I’m repairing a burst water pipe
next to a Buddha statue
on a McMansion lawn
in a soppy hole I’ve dug  
as twilight darkens
while the client frets at my hourly expense,
tells me my fee is “unconscionable,”
he a psychoanalyst whose fee, no doubt,
has conscience.

The rising moon is my lover’s breast
with shadowy crater her nipple,
those night clouds her fragrance,
the winking jet my desire,
the meteor my sperm.
As I solder copper pipe, boots in mud,
in this labor in my anger
I am strangely happy.


…..

First published in Anti-Heroin Chic—thank you James Diaz, editor

Monday, August 19, 2024

Extra Large 200th Birthday

 

Extra Large 200th Birthday

Let’s gather my children,
their partners, their offspring—
shades of hair, skin, eyes, a palette of DNA
mixing cultures and continents.

Let’s celebrate first by repairing the deck,
a carpenter’s holiday
prying, cutting, screwing until suddenly
I trip on the crowbar and
I’m falling in front of everybody
fortunately sideways onto soft grass.
Thunk.
I’m fine, slightly bruised,
dug a divot in the lawn and
everyone now reminded that 70 is old age,
judgement possibly addled.
They say I took fetal position on the way down,
good instinct, a carpenter’s regression.

Family tradition: a pie not a cake.
Gift of a sweater vest, size Extra Large.
I’m a man of medium build, but always
in their eyes Extra Large.

One candle, only one
because 70 would melt the pie
and counting physical body years
misses the point.

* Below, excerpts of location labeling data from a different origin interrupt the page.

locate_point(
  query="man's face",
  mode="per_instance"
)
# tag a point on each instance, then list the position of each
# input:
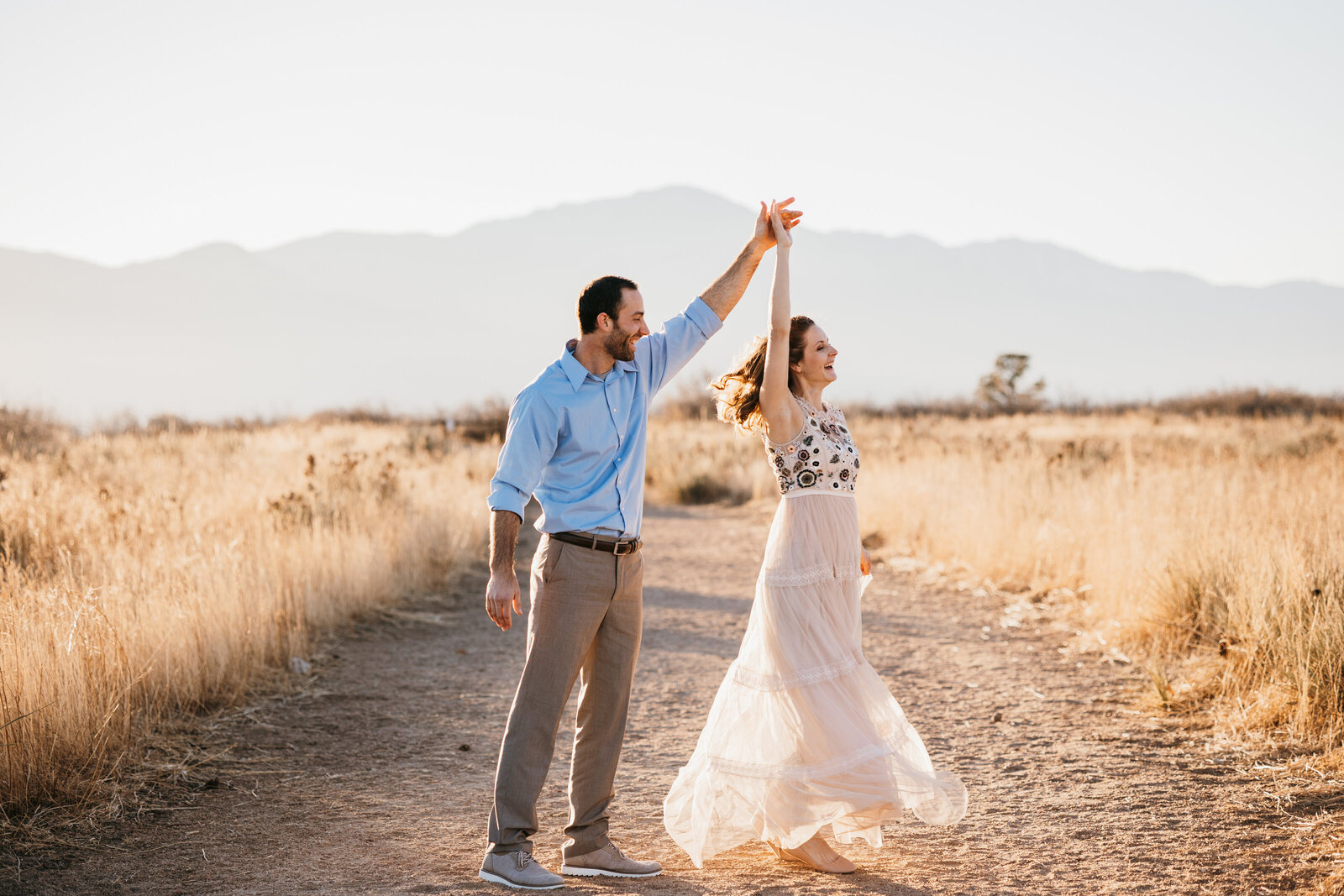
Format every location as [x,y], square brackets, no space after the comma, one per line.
[628,328]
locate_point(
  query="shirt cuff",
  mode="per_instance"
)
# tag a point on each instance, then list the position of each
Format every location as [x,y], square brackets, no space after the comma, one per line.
[703,317]
[506,497]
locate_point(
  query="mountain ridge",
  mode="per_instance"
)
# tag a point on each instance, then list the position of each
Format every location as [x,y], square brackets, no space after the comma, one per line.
[420,322]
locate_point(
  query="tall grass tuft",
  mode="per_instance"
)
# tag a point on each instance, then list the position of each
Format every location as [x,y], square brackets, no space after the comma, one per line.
[172,569]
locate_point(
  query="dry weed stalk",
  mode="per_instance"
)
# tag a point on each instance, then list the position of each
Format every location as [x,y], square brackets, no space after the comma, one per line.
[145,574]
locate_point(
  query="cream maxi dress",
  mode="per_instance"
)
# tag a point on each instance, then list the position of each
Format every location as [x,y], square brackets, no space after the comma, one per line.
[803,732]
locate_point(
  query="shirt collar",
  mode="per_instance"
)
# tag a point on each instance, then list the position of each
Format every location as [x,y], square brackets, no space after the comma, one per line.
[575,372]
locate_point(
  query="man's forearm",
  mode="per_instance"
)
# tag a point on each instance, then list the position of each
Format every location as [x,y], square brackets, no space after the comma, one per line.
[723,296]
[504,526]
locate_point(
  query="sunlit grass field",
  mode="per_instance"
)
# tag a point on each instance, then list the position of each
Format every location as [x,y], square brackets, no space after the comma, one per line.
[1210,548]
[150,574]
[143,575]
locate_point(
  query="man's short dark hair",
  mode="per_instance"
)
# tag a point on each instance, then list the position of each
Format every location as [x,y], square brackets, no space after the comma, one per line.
[601,297]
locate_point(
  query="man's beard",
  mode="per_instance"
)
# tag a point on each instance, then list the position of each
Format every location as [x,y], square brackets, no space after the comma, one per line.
[618,345]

We are spirit
expanding as ripples in a pond
beyond the flesh. Add up our ages.
My years plus children plus grandchildren
total exactly 200 years old this day.
I’m spreading, not dying.
Happy birthday to us.


…..

First published in Poetry Breakfast—thank you editor Kay Kestner
Photo by Gerd Altmann on Pixabay

Note: my 200th birthday was August 19, 2017. Today — August 19, 2024 — we are 256 years old.